Наконец, не иначе чтоб я наконец заткнулась и перестала его доводить, талантливый наш соизволил отомкнуть потайную коморку и продемонстрировать скрытые внутри сокровища. О том, что это именно они, я поняла, как только шагнула в заставленное картинами помещение. От половины из них веяло непреодолимой жутью — слишком светлые и пасторальные, была б моя воля — сожгла б к чертям, ещё несколько вполне обычных, я бы даже сказала, параллельных — ни Свет, ни Тьма, такими не заинтересуются: всякие цветочки-зайчики-Машки-мордашки, обычная мазня, которой на каждом заборе хватает, но вот некоторые…

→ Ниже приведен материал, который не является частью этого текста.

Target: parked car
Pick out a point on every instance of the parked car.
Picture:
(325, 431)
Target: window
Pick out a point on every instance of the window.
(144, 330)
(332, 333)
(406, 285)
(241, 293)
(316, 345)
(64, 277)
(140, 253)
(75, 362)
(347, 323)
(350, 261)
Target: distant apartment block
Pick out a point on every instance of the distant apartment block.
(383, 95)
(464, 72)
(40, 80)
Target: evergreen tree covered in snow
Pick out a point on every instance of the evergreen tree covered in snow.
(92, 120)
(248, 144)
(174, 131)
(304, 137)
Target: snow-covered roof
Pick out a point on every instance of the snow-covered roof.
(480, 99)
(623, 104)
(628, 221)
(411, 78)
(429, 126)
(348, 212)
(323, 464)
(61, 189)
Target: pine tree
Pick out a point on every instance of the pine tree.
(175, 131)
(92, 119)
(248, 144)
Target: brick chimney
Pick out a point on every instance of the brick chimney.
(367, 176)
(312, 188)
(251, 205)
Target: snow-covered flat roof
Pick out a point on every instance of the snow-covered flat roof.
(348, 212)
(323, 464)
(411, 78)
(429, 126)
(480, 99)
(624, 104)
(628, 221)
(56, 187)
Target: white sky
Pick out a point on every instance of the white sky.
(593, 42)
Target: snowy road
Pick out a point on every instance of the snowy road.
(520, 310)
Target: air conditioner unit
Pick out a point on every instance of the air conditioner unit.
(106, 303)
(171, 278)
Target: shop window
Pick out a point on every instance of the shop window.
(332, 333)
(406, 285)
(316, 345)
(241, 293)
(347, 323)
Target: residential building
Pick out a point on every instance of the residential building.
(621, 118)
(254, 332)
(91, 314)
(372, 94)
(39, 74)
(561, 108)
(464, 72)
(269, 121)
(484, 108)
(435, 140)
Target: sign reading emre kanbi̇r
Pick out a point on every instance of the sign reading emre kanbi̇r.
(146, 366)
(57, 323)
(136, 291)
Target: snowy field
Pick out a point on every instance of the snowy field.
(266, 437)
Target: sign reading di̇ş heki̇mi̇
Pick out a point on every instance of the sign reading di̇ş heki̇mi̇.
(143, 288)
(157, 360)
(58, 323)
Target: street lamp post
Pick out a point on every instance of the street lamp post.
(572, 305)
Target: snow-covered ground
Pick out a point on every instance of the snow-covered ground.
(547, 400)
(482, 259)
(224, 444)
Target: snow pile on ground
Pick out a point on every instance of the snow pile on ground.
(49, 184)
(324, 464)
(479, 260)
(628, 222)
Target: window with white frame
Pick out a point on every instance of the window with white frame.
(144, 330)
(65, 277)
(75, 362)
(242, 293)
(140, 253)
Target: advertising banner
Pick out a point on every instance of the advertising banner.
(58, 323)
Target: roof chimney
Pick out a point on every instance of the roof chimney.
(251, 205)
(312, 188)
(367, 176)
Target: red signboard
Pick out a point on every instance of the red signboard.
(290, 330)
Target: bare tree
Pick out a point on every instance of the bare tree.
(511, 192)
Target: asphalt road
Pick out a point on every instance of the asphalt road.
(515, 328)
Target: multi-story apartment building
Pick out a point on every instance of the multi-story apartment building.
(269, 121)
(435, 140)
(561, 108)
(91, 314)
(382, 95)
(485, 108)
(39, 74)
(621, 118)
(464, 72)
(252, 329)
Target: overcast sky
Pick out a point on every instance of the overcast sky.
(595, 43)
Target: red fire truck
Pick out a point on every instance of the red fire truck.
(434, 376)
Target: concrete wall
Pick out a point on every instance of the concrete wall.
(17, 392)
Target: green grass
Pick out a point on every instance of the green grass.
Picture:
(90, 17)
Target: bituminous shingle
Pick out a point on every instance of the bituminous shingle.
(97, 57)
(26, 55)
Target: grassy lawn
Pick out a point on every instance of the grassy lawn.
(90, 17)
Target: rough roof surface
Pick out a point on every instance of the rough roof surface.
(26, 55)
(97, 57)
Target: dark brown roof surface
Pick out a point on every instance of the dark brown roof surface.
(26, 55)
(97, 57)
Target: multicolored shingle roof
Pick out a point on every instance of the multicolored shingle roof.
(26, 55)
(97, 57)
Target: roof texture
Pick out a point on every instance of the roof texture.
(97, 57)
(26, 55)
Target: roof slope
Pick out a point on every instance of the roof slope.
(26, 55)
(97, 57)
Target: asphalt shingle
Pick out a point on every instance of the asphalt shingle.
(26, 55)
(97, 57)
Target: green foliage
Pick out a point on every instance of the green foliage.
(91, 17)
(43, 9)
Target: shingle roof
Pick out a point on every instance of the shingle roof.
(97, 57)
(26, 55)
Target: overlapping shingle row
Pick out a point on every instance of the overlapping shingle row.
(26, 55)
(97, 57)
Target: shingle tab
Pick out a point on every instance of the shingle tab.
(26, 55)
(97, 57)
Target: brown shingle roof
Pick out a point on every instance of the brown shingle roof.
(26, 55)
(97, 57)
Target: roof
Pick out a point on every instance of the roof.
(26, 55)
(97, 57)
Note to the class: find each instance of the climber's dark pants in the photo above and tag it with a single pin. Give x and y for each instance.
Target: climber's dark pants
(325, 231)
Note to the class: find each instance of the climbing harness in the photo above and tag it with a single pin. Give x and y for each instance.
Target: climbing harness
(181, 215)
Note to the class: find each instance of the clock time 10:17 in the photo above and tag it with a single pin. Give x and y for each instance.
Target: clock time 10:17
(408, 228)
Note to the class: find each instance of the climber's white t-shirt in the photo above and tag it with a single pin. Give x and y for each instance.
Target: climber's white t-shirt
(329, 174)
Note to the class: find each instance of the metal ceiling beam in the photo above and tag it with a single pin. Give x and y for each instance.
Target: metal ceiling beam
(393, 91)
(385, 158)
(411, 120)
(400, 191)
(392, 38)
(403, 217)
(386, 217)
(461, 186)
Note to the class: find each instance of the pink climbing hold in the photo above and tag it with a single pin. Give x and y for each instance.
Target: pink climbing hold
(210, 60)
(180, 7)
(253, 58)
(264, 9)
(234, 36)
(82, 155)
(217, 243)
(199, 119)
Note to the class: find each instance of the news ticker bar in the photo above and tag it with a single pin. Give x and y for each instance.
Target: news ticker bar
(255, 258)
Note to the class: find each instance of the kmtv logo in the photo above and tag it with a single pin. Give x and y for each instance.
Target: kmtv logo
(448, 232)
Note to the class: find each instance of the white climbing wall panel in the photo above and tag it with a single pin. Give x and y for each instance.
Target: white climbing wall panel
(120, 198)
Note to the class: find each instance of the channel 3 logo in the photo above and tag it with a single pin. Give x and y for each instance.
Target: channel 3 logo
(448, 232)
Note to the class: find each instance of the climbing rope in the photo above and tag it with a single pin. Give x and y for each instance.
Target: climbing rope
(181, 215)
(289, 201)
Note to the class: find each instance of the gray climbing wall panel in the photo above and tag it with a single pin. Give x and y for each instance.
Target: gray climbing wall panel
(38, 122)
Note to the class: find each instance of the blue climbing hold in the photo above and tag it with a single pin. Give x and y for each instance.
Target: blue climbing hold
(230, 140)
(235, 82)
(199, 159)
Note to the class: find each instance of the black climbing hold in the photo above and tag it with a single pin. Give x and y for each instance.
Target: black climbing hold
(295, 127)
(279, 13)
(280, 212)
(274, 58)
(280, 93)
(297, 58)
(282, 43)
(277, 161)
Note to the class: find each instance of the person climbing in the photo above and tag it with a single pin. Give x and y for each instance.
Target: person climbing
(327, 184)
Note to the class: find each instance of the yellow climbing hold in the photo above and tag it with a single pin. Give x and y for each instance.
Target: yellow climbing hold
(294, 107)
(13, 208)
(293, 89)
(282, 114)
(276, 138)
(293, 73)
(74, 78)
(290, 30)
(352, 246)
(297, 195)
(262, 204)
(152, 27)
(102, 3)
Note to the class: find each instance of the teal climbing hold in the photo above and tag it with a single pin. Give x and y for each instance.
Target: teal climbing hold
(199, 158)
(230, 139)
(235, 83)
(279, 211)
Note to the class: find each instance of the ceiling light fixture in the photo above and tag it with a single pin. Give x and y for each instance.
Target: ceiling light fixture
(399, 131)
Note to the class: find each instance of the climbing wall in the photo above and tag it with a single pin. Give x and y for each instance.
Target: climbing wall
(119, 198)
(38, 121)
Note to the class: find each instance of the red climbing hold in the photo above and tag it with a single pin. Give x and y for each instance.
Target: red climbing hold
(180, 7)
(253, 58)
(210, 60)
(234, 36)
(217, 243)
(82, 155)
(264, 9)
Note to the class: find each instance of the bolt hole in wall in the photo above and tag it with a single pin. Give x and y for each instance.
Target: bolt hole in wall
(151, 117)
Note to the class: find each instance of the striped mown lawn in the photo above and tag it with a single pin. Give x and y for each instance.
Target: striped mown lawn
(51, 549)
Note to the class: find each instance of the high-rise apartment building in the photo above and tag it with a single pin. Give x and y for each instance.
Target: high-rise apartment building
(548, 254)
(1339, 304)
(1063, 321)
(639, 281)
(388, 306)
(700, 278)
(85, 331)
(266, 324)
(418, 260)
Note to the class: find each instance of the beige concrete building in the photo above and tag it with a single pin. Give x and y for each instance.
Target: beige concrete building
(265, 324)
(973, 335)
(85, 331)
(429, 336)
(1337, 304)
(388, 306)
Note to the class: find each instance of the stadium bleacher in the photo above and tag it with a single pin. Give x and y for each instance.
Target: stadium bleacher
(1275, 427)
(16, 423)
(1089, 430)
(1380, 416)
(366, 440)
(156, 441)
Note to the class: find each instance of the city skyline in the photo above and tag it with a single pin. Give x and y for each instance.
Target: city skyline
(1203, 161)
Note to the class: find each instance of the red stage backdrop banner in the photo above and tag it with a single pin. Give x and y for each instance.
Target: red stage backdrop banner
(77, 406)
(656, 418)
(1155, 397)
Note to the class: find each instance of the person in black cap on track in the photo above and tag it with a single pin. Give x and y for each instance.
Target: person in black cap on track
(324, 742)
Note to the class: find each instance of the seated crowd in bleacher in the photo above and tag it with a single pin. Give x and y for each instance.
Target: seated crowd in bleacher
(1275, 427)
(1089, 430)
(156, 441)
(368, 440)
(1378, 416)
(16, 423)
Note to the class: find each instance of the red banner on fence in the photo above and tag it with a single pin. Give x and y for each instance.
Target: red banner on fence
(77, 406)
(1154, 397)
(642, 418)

Картина словно источала жар преисподней, мерно пульсировала под моей ладонью. Нарисованное на ней чудовище с красными светильниками глаз злобно скалилось прямо мне в лицо. Демон. И судя по рваным клочкам тумана за спиной — высшей иерархии, как Молох. Мощные лапы безжалостно разрывали нечто серебристое и бесплотное. Я почти слышала отчаянный крик безвинной души, попавшей в его когти. На следующей непосвящённые не увидели бы ничего интересного кроме пары мазков и масляных лент, перечертивших весь холст. Сомневаюсь, что мэтр сам понял, какое чудо сумел изобразить: адские кольца, поддёрнутые утренним туманом и клубящимся из центрального вулкана паром, освящённые кровавой зарёй в день летнего равноденствия. В единственный день в году, когда Ад можно разглядеть с высоты птичьего полёта, а истинно раскаявшимся грешникам (естественно из высших "облегчённых" кругов) перейти в райские кущи (тоже естественно в высшие сферы, они мало чем отличаются от наших — такие же серые и переполненные безысходностью, одно название, что Рай).